Prepared on the surface of an aluminum roll (JIS A5056) having a diameter of 200 mm, and has been subjected to copper ballard plating. The copper Balad plating is composed of a copper plating layer/a thin silver plating layer/a surface copper plating layer, and the entire plating layer has a thickness of about 200 μm. The copper-plated surface was mirror-polished, and the zirconia beads TZ-SX-17 (made by Tosoh) were fabricated on the polished surface using a blowing device (manufactured by Fujitsu Seisakusho Co., Ltd.). The average particle diameter: 20 μm) was sprayed at a blowing pressure of 0.05 MPa (gauge pressure, the same applies hereinafter), and the bead usage amount was 6 g/cm ² to impart irregularities to the surface of the aluminum roll. The obtained copper-plated aluminum roll with irregularities was subjected to chromium plating to prepare a mold G. At this time, the thickness of the chromium plating was set to 6 μm. An anti-foam film was produced in the same manner as in Example 1 except that the mold A was used instead of the mold A. This anti-glare film is set as the anti-glare film G.

[Evaluation results]

The results of the evaluation of the antiglare film described above in the above examples and comparative examples are shown in Table 1.
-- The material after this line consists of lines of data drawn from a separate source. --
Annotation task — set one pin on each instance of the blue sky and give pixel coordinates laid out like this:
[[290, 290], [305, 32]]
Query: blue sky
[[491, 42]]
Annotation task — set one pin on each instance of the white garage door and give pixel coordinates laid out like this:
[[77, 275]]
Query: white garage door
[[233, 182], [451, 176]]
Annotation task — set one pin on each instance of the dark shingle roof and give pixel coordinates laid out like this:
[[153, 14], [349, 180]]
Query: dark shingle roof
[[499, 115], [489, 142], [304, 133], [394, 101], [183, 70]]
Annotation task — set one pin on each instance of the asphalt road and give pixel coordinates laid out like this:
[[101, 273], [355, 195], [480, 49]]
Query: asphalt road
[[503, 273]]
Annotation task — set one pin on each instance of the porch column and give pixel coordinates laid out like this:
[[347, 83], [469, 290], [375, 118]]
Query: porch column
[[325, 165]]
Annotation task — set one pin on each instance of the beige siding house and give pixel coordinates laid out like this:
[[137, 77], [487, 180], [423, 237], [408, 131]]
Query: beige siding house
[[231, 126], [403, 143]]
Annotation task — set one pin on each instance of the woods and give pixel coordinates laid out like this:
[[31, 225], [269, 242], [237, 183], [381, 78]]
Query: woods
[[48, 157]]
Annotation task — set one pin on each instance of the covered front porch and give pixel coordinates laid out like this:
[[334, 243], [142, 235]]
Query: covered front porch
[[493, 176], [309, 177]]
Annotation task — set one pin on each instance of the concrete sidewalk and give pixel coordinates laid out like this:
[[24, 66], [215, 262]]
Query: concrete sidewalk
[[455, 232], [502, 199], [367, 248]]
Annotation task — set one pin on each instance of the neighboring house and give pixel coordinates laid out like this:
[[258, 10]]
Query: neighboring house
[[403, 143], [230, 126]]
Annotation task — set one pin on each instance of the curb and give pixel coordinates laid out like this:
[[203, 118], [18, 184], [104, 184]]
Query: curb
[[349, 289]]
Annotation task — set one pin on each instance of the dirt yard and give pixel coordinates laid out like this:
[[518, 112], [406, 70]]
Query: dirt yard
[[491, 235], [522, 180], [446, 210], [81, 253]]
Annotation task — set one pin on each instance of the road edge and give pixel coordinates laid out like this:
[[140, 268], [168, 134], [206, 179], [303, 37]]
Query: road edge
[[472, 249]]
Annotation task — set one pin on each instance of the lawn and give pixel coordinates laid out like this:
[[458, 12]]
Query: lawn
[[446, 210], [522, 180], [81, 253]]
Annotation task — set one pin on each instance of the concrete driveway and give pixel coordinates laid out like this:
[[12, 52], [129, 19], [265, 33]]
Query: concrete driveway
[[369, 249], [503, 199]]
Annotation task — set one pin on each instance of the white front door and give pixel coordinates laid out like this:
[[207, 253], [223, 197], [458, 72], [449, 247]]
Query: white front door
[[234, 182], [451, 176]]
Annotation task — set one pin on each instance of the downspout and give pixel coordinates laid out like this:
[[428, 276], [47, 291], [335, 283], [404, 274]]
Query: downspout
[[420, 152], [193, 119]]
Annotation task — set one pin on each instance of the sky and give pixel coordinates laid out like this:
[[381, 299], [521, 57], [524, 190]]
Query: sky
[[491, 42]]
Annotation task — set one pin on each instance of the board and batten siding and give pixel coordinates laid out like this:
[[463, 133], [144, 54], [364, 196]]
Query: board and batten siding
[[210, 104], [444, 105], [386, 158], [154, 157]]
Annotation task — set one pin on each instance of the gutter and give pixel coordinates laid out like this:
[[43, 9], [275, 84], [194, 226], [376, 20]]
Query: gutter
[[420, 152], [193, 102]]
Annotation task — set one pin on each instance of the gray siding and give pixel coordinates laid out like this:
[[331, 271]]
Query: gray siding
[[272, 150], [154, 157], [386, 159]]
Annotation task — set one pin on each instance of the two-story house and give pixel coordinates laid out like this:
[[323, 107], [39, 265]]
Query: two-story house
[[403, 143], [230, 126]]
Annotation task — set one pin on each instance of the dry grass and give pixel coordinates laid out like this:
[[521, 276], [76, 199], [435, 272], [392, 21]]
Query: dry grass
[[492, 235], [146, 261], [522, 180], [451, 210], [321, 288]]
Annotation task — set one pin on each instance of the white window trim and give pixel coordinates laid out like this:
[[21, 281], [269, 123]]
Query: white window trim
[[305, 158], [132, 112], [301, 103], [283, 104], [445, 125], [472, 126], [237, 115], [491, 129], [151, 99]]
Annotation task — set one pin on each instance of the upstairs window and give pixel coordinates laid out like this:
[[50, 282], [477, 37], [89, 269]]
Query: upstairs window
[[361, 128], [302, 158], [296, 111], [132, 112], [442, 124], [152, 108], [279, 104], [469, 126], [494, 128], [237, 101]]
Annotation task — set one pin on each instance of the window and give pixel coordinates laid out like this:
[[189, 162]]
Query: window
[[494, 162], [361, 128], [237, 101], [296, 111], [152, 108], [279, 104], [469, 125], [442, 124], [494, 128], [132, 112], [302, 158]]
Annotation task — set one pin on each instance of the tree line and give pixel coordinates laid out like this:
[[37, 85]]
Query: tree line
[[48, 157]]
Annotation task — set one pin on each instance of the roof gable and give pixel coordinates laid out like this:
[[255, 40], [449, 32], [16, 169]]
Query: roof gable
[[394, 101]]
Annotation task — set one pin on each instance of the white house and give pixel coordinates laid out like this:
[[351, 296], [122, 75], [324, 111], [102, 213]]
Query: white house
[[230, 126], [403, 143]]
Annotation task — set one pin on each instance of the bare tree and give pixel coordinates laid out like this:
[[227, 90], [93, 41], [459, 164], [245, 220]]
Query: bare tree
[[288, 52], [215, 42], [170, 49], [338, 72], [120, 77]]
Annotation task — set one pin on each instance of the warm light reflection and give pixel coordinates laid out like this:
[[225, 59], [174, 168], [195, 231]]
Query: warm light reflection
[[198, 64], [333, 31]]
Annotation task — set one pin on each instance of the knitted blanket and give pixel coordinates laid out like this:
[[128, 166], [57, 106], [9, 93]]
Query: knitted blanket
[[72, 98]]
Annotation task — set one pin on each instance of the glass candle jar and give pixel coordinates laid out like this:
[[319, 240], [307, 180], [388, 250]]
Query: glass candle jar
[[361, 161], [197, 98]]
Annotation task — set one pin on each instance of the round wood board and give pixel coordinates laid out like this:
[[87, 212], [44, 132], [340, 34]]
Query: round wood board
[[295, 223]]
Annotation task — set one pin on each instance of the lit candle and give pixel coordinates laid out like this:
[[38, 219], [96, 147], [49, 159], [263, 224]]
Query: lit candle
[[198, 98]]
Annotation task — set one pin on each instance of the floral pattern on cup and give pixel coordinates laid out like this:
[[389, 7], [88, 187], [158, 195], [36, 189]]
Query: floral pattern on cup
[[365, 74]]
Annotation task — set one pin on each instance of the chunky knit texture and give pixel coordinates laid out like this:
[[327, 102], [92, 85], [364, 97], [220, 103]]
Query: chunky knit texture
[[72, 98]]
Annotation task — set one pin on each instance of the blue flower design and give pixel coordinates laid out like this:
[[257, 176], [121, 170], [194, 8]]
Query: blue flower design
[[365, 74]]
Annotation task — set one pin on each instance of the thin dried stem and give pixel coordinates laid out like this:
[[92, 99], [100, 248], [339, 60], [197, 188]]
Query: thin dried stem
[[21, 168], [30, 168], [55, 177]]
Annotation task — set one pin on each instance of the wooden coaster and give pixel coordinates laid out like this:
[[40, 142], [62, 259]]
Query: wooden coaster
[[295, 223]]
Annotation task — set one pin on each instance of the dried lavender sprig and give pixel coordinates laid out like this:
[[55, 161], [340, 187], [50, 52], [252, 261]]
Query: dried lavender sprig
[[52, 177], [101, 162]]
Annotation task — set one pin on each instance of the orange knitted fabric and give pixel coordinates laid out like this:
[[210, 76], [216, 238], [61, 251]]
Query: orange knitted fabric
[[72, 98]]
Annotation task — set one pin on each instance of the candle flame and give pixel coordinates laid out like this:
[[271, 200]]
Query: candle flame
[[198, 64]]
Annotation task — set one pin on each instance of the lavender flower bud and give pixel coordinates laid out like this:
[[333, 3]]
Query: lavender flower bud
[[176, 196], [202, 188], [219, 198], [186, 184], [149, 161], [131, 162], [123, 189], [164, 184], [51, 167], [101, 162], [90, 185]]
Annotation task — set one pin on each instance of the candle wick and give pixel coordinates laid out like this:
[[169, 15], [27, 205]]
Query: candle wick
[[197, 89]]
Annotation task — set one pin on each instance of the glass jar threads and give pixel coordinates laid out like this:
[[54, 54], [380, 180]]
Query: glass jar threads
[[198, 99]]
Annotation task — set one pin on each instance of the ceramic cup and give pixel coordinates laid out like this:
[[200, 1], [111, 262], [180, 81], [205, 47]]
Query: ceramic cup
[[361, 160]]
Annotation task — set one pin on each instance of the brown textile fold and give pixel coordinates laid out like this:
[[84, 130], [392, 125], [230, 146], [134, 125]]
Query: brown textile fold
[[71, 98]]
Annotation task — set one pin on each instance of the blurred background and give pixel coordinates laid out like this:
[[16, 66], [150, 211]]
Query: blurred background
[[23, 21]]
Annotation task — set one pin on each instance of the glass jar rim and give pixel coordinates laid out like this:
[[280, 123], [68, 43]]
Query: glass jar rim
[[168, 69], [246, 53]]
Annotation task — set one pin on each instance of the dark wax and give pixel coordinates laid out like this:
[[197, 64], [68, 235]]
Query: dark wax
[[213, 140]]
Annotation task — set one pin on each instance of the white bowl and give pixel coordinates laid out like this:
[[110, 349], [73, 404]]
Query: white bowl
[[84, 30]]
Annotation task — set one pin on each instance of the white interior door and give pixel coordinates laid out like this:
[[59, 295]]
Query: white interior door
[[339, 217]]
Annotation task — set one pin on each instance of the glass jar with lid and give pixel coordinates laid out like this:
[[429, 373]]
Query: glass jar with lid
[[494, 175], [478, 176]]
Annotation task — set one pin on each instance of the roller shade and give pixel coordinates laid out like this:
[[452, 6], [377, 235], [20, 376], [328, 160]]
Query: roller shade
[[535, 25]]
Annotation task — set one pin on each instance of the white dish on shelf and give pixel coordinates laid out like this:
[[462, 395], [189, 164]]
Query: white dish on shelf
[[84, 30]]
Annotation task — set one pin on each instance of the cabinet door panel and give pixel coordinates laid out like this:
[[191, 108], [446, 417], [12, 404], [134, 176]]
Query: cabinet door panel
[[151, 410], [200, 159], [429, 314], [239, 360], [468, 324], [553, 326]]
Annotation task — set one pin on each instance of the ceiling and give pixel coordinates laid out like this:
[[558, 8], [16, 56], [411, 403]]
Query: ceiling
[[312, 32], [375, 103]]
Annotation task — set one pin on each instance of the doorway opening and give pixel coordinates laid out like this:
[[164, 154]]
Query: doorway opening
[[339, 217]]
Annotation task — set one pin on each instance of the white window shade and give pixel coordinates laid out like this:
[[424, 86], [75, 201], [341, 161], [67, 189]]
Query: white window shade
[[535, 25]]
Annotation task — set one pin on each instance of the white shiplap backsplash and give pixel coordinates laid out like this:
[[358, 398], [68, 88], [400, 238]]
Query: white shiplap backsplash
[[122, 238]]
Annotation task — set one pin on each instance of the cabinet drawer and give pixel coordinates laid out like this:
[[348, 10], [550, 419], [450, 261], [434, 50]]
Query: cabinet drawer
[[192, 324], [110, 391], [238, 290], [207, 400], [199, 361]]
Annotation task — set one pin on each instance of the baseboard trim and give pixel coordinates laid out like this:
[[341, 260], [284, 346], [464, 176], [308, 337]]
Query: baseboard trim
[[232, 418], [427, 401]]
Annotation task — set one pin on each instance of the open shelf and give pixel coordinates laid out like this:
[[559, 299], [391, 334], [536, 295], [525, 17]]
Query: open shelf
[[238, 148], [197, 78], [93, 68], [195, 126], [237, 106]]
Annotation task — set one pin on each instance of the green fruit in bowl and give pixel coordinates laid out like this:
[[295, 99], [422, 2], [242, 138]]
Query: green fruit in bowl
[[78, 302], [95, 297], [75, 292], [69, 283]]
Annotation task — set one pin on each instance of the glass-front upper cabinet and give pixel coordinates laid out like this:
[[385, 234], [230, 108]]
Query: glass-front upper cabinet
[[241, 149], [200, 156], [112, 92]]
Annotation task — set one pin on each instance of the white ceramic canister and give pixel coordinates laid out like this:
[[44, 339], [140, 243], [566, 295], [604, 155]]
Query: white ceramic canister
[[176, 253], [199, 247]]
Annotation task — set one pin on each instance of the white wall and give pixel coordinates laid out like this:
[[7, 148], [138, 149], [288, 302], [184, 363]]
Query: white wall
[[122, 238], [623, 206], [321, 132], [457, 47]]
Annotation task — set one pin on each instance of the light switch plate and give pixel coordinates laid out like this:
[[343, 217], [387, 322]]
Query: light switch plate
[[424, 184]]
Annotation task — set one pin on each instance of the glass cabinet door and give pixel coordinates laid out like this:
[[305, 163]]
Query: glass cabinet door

Anti-fog films A to C (Examples 1 to 3) satisfying the requirements of the present invention, although low in haze, have excellent anti-glare properties even when the viewing angle is front or oblique, and have sufficient whitening and dazzling Light suppression effect By. On the other hand, the anti-foam film D (Comparative Example 1) produced whitening. The anti-foam film E (Comparative Example 2) was insufficient in anti-glare property when viewed from an oblique direction. The anti-glare film F (Comparative Example 3) is susceptible to glare. The anti-glare film G (Comparative Example 4) was insufficient in anti-glare property when viewed from an oblique direction.

(industrial availability)

The anti-glare film of the present invention can be used for an image display device such as a liquid crystal display.

1‧‧‧Anti-glare film

2‧‧‧Micro bumps

3‧‧‧film projection surface

5‧‧‧Main normal direction

6‧‧‧Average normal vector

Claims (2)

An anti-glare film comprising a transparent support body and an anti-glare layer having a fine surface irregular shape formed on the support body; wherein the total haze of the anti-foam film is 0.1% or more and 3% or less; surface haze 0.1% or more and 2% or less; the average value of the inclination angle of the surface unevenness shape is 0.2° or more and 1.2° or less, and the standard deviation of the inclination angle is 0.1° or more and 0.8° or less, and the power spectrum of the elevation of the surface unevenness shape satisfies All the conditions (1) to (3) are as follows: (1) The intensity I (0.01) of the spatial frequency of 0.01 μm ^-1 is 2 μm ⁴ or more and 10 μm ⁴ or less; (2) The intensity of the spatial frequency of 0.02 μm ^-1 (0.02) 0.1μm ⁴ is less than 1.5μm ^4; and (3) the spatial frequency of the intensity I 0.1μm ^-1 (0.1) is more than 0.01μm ⁴ 0.0001μm ⁴ or less. The anti-glare film according to claim 1, wherein the penetration clarity measured by using five kinds of optical combs having a width of 0.125 mm, 0.25 mm, 0.5 mm, 1.0 mm, and 2.0 mm in the dark portion and the bright portion is used. And Tc of 375% or more; using the optical portion of the dark portion and the bright portion of the width of 0.25mm, 0.5mm, 1.0mm and 2.0mm, the reflection resolution and Rc (measured by the incident angle of light of 45°) 45) is less than 180%; four kinds of optical combs with a width of 0.25 mm, 0.5 mm, 1.0 mm, and 2.0 mm in the dark portion and the bright portion are used, and the opposite is determined by the incident angle of light of 60°. The sum of the sharpness of the shot and the Rc (60) are 240% or less.